We discuss the design and demonstration of a space and dense wavelength division multiplexed heterogeneous III-V/Si transmitter based on a single multi-wavelength quantum dot laser source and ultra-power-efficient metal-oxide-semiconductor capacitor (MOSCAP) (de-)interleaver. This paper begins by introducing a transceiver architecture capable of > 1 Tb/s transmission with < 1.5 pJ/bit power consumption, followed by a detailed discussion of the heterogeneous laser source and (de-)interleaver.
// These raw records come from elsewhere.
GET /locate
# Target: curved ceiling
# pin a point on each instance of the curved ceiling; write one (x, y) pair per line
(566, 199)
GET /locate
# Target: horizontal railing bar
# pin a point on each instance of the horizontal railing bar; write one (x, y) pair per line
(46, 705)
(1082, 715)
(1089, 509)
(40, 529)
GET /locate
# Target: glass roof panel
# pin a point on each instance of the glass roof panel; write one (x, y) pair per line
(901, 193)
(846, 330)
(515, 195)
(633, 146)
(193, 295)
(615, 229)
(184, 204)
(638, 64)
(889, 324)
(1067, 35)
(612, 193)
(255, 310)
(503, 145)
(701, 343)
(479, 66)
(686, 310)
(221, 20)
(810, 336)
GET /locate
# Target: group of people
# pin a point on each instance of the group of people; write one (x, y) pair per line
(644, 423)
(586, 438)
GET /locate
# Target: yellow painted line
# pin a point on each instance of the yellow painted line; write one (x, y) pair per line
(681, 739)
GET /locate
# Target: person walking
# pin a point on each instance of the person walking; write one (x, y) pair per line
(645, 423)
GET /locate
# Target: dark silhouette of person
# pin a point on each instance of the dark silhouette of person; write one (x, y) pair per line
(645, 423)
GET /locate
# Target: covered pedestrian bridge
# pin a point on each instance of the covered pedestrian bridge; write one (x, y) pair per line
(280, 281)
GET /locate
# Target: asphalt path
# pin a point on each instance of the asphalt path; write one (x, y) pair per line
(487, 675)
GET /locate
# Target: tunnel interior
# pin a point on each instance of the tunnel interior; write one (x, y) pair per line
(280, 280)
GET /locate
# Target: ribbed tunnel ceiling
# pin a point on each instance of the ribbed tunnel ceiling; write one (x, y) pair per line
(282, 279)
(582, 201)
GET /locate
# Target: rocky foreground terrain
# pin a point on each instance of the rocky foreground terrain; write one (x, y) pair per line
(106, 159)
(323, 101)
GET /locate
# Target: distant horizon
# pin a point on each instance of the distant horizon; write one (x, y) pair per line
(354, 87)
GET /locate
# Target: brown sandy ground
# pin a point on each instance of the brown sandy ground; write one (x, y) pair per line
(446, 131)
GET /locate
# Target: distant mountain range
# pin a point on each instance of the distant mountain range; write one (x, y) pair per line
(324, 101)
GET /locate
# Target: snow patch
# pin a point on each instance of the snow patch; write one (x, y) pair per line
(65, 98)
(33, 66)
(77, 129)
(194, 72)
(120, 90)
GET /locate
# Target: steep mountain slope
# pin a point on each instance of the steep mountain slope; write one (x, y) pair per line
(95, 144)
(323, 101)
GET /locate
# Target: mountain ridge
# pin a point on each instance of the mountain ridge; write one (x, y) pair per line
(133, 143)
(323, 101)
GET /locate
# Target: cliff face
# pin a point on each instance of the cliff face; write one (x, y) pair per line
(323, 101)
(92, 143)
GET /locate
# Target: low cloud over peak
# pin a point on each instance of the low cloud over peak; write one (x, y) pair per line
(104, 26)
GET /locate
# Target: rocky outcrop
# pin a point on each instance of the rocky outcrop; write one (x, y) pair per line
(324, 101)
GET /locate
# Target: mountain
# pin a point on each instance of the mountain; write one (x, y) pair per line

The O-band quantum dot laser, based on a compound cavity design, has a FSR ∼ 64 GHz with a 1σ variation of ∼ 1.08 GHz and a measured relative intensity noise (RIN) of ∼ -144 dB/Hz for the largest comb peak. The single-ring-assisted asymmetric Mach-Zehnder interferometer (1-RAMZI) MOSCAP (de-)interleaver exhibit cross-talk (XT) levels down to -27 dB for tuning powers of 10.0 nW. Finally, to the best of our knowledge, we have demonstrated for the first time, a simultaneous wavelength and space division multiplexed transmitter fabricated on a heterogeneous III-V-on-silicon platform. Experiments show (de-)interleaved 17 optical comb lines, each modulated at 25 Gb/s non-return-to-zero (NRZ) for an aggregate bandwidth of 425 Gb/s.